Key Takeaways
- Snowflake’s Q1 FY27 financial results arrive May 27 following market hours
- Options market pricing indicates potential ~13.52% price movement after earnings
- Analyst consensus calls for $0.32 EPS (+33.3% YoY) and approximately $1.32B in revenue (+27%)
- TD Cowen maintains Buy rating with $255 target; Benchmark also bullish at $200 target
- Overall Street sentiment: Strong Buy with 28 Buy ratings, 2 Hold ratings, and $224.32 average target
Snowflake delivers its fiscal 2027 first-quarter earnings this Wednesday, May 27, following the closing bell. With shares hovering near $171—down approximately 22% since the year began—investor attention is intensely focused on this quarterly report.
The options market is factoring in approximately 13.52% volatility in either direction following the announcement. This exceeds the company’s typical post-earnings movement of 11.85% across the previous four reporting periods.
Consensus estimates point to earnings per share of $0.32, representing a 33.3% increase compared to the prior year. Revenue projections hover around $1.32 billion, marking roughly 27% year-over-year expansion.
The critical question for investors? How management assesses demand stemming from enterprise artificial intelligence workloads.
TD Cowen’s Derrick Wood maintained his Buy stance with a $255 valuation ahead of results. His partner channel conversations indicate solid quarterly performance, with strength in traditional cloud data warehouse consumption, customer migrations from competitors, and expanding AI implementation.
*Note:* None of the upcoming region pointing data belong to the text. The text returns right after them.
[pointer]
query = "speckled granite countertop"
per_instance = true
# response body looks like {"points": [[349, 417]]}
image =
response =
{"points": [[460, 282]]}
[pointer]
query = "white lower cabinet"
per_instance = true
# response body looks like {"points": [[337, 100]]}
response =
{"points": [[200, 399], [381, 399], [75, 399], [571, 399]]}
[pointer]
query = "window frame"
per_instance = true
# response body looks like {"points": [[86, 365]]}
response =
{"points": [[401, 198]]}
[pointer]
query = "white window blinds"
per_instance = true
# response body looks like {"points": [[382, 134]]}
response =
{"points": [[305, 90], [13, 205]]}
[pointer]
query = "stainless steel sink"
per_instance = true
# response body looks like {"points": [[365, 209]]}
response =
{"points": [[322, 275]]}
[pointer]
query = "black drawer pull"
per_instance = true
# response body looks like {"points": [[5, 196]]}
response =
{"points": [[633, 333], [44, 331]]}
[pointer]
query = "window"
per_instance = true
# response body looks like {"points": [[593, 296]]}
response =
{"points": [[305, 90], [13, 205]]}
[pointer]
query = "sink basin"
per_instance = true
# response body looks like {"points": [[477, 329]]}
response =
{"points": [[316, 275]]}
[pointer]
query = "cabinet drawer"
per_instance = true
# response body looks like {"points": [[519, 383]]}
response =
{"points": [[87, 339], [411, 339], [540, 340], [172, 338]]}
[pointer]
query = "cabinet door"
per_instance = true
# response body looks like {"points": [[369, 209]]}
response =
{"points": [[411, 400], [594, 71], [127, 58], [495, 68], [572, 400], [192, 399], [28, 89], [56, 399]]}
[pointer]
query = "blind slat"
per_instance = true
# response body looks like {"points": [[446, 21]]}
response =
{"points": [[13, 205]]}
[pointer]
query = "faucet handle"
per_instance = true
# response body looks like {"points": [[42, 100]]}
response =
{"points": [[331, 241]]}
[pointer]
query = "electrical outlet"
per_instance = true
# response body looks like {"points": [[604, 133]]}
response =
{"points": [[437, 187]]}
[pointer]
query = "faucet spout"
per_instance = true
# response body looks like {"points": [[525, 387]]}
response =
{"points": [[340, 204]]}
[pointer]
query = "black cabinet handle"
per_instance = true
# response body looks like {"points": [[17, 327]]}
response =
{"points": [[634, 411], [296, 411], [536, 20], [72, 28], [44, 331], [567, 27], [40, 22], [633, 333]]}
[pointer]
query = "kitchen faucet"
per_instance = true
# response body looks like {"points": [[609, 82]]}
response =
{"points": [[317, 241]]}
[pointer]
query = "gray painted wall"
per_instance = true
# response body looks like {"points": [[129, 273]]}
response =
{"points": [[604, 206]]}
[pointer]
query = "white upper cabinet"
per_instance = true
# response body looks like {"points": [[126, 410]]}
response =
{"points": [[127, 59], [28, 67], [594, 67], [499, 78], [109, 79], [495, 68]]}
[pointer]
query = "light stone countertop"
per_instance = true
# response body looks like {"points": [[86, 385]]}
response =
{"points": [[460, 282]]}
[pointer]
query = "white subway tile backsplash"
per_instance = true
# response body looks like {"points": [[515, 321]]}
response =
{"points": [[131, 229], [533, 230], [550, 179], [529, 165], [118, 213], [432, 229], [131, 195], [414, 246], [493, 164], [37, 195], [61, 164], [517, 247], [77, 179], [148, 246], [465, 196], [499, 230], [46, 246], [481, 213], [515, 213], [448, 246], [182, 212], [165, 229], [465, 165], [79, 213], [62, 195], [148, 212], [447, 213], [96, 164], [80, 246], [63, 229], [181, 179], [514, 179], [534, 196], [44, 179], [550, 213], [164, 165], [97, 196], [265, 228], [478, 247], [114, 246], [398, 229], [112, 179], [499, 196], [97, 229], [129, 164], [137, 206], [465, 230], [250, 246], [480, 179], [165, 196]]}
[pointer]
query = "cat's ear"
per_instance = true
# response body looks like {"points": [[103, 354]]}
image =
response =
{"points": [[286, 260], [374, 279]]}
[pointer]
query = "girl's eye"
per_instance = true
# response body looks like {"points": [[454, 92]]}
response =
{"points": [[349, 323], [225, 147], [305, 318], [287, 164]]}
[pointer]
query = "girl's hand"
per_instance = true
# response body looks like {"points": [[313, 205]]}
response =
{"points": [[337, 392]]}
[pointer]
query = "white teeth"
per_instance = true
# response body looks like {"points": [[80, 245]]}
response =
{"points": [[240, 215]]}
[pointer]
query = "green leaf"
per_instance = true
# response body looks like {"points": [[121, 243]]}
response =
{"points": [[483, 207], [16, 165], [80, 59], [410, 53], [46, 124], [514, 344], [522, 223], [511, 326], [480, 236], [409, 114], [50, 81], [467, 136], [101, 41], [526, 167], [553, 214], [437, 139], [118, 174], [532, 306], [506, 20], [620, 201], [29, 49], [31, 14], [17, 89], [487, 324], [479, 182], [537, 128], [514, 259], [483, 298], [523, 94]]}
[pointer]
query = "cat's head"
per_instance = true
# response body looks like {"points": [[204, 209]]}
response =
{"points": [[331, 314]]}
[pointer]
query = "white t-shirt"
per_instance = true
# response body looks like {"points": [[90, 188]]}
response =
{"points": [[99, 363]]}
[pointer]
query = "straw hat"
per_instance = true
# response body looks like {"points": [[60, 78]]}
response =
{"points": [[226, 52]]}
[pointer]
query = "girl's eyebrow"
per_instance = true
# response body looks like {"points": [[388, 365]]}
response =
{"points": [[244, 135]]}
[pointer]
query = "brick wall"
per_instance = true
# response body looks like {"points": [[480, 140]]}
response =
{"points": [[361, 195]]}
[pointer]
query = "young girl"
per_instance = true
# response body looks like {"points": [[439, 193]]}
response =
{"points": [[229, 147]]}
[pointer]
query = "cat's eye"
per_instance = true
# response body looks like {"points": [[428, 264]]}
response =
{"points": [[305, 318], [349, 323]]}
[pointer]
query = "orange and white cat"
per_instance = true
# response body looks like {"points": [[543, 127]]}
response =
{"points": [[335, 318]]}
Wood anticipates more pronounced upside than the company’s last two quarters and seeks additional clarity on consumption patterns from Cortex Code—Snowflake’s AI coding agent, nicknamed CoCo.
AI Workload Trends Take Center Stage for Analysts
Benchmark’s Yi Fu Lee elevated his valuation to $200 from $190 while maintaining his Buy recommendation. Lee believes Snowflake stands “highly likely to comfortably” surpass Wall Street projections for product revenue, operating income, and profit margins.
His optimistic outlook draws from encouraging data points across cloud infrastructure, data management, and AI workload indicators. Lee projects that Q4 FY26 momentum has continued into the current fiscal year’s opening quarter.
Three specific offerings command his attention: Snowflake Intelligence (for business analytics), Cortex Code, and Observe (the firm’s observability solution). Lee expects these products to accelerate AI adoption—which has already reached over 9,000 customer accounts.
KeyBanc similarly holds an Overweight position with a $200 target, though the firm noted mixed survey feedback regarding growth projections and possible large language model implications.
The company also recently finalized an agreement with the U.S. General Services Administration, enabling federal agencies to access its AI Data Cloud infrastructure—reflecting broader government IT modernization initiatives.
A Contrarian Perspective Emerges
Not all observers share the optimistic view. TipRanks’ AI Analyst assigns a Neutral rating to SNOW with a $177 target, suggesting merely 3% appreciation potential from present prices.
The hesitation doesn’t stem from growth concerns—it centers on financial health. The AI Analyst highlighted persistent GAAP losses, absence of positive P/E metrics, and leverage concerns, despite recognizing healthy cash flow generation and encouraging forward guidance.
Technical weakness compounds the picture, with shares suffering notable year-to-date declines.
Nevertheless, the prevailing Wall Street sentiment remains decidedly optimistic. The aggregate rating stands at Strong Buy, comprising 28 Buy recommendations against only 2 Hold ratings. The mean price target of $224.32 suggests approximately 30% appreciation potential from current price levels.
Snowflake’s earnings announcement arrives after trading concludes on Wednesday, May 27.